Le notti bianche è tra le opere più apprezzate di Dostoevskij, insieme a Delitto e castigo. Sin dalle prime pagine, si comprende il perché quest’opera è tanto amata, in quanto ogni uomo riesce a identificarsi con la figura del protagonista. Un sognatore, isolato dalla società e della realtà, durante una delle sue solite passeggiate notturne incontra una donna di nome Nasten’ka. Sarà lei a risvegliare in lui il sentimento dell’amore attraverso il suo sguardo complice, le sue parole e le lunghe chiacchierate anche se sfuggenti.
“Io sono un sognatore; ho vissuto così poco la vita reale che attimi come questi non posso non ripeterli nei sogni.”
Timido ed impacciato lui riesce ad aprirsi a lei nelle quattro notti che scandiscono i loro incontri, dove lei si sfoga sulla sua vita privata. Nasten’ka, simbolo del pulsare delle emozioni, gli offrirà scampoli di vita vera, raccontandogli il suo rapporto con la nonna cieca, l’amore perduto e la sua delusione.
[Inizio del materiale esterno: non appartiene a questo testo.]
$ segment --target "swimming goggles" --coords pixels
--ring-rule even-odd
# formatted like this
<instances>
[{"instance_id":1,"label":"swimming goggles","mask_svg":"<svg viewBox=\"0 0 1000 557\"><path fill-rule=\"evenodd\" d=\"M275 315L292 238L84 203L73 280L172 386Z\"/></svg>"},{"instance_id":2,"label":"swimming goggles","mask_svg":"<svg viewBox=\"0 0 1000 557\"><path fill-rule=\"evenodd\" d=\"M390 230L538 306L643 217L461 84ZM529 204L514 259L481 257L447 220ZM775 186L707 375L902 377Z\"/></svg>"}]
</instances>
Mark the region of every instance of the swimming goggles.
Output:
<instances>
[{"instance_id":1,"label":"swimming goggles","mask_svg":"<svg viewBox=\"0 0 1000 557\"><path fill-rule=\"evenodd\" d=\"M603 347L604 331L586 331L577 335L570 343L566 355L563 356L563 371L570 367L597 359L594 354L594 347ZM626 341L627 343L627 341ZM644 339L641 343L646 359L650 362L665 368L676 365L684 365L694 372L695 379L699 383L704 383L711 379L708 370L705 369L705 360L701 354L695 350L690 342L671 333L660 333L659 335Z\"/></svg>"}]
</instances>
Dal romanzo si evincono immediatamente i tre temi fondamentali:
il tema del sogno e del sognatore
il tema della solitudine
l’introspezione e l’autoanalisi
“E sogno solamente ogni giorno che infine una buona volta ne incontrerò qualcuna. Ah, se voi sapeste quante volte fui innamorato a questa maniera… (segue una battuta di Nàstenka) Ma di nessuno, di un ideale, di colei che vedo nei miei sogni. Io creo nelle mie fantasticherie interi romanzi”
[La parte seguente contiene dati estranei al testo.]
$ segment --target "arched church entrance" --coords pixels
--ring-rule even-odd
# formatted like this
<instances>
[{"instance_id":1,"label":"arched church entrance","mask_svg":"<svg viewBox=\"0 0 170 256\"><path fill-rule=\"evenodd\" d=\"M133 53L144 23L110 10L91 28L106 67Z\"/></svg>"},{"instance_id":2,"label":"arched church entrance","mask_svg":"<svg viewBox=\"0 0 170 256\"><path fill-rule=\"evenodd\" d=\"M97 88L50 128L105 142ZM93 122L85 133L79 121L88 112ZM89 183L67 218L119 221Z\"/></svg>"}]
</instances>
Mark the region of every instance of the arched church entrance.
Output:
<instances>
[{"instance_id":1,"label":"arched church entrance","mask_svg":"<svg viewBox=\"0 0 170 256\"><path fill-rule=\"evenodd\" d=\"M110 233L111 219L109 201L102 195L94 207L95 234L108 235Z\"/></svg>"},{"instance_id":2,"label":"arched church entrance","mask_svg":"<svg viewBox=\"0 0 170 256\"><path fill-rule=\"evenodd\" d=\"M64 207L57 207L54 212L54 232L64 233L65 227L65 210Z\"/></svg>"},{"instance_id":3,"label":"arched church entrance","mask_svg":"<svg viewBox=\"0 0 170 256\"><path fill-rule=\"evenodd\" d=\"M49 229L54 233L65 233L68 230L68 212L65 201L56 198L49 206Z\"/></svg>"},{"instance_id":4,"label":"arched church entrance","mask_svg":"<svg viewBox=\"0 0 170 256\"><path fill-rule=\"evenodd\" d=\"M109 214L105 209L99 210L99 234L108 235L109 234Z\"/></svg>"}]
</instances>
A tratti mi sono rivista nella figura del sognatore, a tratti nell’insoddisfatta e speranzosa Nasten’ka anche se per certi versi l’ho odiata alla fine del romanzo. Il suo rapporto con la nonna mi ha procurato grande commozione mista a incomprensione, per un rapporto tanto ossessivo quanto controllato. Il linguaggio poetico ma alquanto fantastico rendono quest’opera un classico da leggere quando è stata raggiunta la giusta maturità per comprenderne a pieno il significato. Il sognatore, simbolo di colui che prova disagio nel vivere nella sua società, oggi che verrebbe etichettato come un deviante, disadattato che riesce a farsi illuminare dall’amore provato per questa donna misteriosa. Esemplificativo di tutto il romanzo, è la frase iniziale dell’ultima parte: “Le mie notti finirono un mattino. La giornata era brutta. Pioveva e la pioggia batteva tristemente sui miei vetri; nella mia cameretta era buio, fuori nuvoloso.” Il risveglio del nostro sognatore dalle sue fantasie e la caduta inesorabile nella soffocante realtà. Tutto ciò sta a confermare come l’amore sia il motore che fa muovere ogni cosa, come si affermava in antichità con Platone e che si scontra con l’inesorabile scorrere del tempo (o del momento opportuno).
“E intanto sento il rumore di una folla di gente che mi gira intorno presa dal turbine della vita, sento, vedo che la gente vive, vive veramente, vedo che a loro non è preclusa la vita, che la loro vita non si dissolve come un sogno, come una visione, ma si rinnova sempre, è sempre giovane…”
Consiglio questo libro a tutti i sognatori, a chi non si sente accettato, a chi si lascia cullare dalla fantasia, insomma a cosiddetti “devianti”. A tutti coloro che amano stare al confine tra sogno e realtà.